The company today reported a 17% fall in net debt to $3.8 billion in the second quarter, a level it had targeted by the end of the year.
The company used proceeds from a surprise $750m cash call made in March to reduce borrowings.
Tullow also reported a year-on-year increase in gross profit to $300m, up from $200m a year ago, as it benefited from rising production and an insurance payment to cover lost output during a shutdown.
The company also cut its annual capital expenditure budget by another $100m to $400m as it expects to have to spend less this year.
However, as oil prices have fallen around 15% in just four weeks, Tullow's share price has fallen by nearly 30%over the same period and bearish price expectations mean analysts are expecting further impact on Tullow's valuation.

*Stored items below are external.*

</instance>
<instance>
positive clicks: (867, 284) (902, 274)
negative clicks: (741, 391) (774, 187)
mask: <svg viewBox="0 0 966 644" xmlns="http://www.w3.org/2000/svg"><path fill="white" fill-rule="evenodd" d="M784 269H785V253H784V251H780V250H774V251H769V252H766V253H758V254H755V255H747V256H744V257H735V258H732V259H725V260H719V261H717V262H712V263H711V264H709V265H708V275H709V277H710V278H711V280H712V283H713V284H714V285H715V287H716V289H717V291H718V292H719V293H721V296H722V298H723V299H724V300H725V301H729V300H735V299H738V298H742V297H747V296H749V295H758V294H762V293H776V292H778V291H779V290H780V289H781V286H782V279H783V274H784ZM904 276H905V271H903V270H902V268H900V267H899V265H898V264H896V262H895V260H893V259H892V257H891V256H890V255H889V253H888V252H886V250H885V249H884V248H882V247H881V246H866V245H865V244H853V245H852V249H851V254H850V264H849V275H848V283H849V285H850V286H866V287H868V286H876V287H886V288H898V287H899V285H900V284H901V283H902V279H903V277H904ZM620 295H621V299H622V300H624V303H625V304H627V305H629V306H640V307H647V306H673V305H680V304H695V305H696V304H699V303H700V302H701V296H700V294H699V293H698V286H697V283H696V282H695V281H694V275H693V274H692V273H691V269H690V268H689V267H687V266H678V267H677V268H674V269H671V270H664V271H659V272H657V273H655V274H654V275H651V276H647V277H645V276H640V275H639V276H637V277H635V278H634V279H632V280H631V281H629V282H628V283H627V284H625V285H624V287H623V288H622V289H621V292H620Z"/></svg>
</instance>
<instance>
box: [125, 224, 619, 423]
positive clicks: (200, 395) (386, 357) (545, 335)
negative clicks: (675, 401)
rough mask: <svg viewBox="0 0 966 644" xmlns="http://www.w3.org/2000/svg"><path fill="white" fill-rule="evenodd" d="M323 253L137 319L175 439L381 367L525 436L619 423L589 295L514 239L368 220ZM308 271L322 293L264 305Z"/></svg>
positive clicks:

Tullow reported a $600m net pre-tax impairment charge on the back of weak prices in the first half.
As an exploration company, Tullow continues to drill for fresh resources and is focusing much of its exploration campaign on offshore Guyana and Suriname, a region where oil major Exxon Mobil and its partners earlier this month sanctioned a $4.4 billion project.
"The prospect we are drilling is of the scale of the Greater Jubilee discovery in Ghana, it's a massive prospect," CEO McDade told Reuters.
He said explorations costs continued to fall and that the well Tullow is drilling off Suriname is costing around $60m less than the company would have paid a few years ago.